The NP Wall

Coming off batch 001–003, the structural encoding had worked on everything we’d thrown at it. Tasks, recipes, graph topology, text — same machinery, all working. That success did something to the framing: it made the tool feel like it might generalize further than it had any right to.

So the question became: how far can we actually push this? Not from a position of knowing the literature on what VSA can and can’t do — from a completely naive state of mind, genuinely asking: can I attack NP-hard problems with this? Can I get “close enough” geometrically to make smart guesses at hard problems without having to brute force a solution? If approximate similarity search is powerful enough to find structural patterns across arbitrary data shapes, maybe it’s powerful enough to find its way through combinatorial constraint spaces too. Maybe the solution to a Sudoku puzzle “looks like” something that can be reached geometrically.
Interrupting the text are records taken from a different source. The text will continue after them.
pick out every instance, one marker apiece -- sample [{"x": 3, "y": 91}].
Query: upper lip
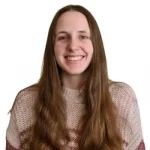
[{"x": 73, "y": 55}]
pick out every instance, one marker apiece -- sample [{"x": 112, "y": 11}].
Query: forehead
[{"x": 72, "y": 21}]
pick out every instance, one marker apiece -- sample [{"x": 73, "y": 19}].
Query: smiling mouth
[{"x": 74, "y": 58}]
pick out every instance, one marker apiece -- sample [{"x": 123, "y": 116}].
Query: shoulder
[
  {"x": 25, "y": 98},
  {"x": 122, "y": 90},
  {"x": 123, "y": 96}
]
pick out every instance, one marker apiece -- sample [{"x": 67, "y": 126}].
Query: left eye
[{"x": 83, "y": 37}]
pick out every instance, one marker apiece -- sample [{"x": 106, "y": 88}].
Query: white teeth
[{"x": 74, "y": 58}]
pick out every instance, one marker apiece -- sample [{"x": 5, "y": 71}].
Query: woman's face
[{"x": 73, "y": 46}]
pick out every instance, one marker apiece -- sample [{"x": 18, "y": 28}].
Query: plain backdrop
[{"x": 125, "y": 29}]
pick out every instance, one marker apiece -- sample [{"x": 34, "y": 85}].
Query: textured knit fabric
[{"x": 123, "y": 97}]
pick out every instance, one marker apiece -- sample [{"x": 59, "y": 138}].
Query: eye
[
  {"x": 63, "y": 37},
  {"x": 83, "y": 37}
]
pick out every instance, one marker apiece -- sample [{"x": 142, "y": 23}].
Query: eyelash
[{"x": 67, "y": 37}]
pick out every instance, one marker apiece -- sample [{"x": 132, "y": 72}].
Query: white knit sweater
[{"x": 122, "y": 95}]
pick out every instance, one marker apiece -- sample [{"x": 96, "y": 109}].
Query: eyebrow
[{"x": 65, "y": 32}]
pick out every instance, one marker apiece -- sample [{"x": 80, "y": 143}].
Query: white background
[{"x": 125, "y": 29}]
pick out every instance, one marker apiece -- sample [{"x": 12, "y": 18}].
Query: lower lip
[{"x": 75, "y": 61}]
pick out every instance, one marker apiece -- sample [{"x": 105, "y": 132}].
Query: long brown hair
[{"x": 100, "y": 130}]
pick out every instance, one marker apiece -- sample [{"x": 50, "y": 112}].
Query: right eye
[{"x": 62, "y": 38}]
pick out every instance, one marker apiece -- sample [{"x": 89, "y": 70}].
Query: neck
[{"x": 73, "y": 81}]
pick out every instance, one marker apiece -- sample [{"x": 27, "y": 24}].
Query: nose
[{"x": 73, "y": 44}]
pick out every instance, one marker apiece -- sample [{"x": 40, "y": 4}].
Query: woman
[{"x": 75, "y": 105}]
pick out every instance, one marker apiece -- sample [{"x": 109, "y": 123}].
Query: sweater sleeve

Batch 004 was Sudoku. The hypothesis: Sudoku is a constraint satisfaction problem, VSA encodes structure, constraint satisfaction is structural reasoning, therefore VSA similarity should be able to guide or replace backtracking search. The solution should “fall out” of the geometry.

It didn’t.

What We Actually Built

The goal was this:

puzzle_vector = encode(puzzle)
solution_vector = hyperspace_query(puzzle_vector)
solution = decode(solution_vector)  # ← direct geometric answer

What we shipped was this:

puzzle = parse(input)
while not solved:
    cell = find_most_constrained_cell(puzzle)   # MRV heuristic — standard CS
    for digit in hyperspace_ordered_digits(cell):  # VSA here
        if try_placement(puzzle, cell, digit):      # traditional verification
            if solve_recursive(puzzle):
                return True
            backtrack()                             # traditional backtracking

VSA affected exactly one step: the ordering of digit guesses. The actual constraint satisfaction — verification, propagation, backtracking — was entirely traditional. We called it “hyperspace-guided backtracking” in the docs. That’s accurate. It’s also a description of backtracking with a fancy heuristic, not geometric constraint solving.

Performance numbers from the docs:

Approach	Hard puzzle	Notes
Standard backtracking	0.0248s	Baseline
Simple geometric (random vectors + similarity)	0.0253s	Essentially identical
Optimized geometric (constraint vectors + full VSA)	0.3443s	14x slower

At scale, 90 puzzles across four difficulty levels: 82.2% success with hybrid approach, 65.6% with pure geometric, 100% with traditional backtracking.

The geometry didn’t help. It hurt.

Why It Can’t Work

The fundamental problem isn’t implementation — it’s the nature of the constraint. Sudoku requires that every row, column, and 3×3 block contains each digit exactly once. That’s an exact combinatorial constraint. There is no approximate version of it. A row with two 5s is invalid regardless of how close the vector is to a valid row vector.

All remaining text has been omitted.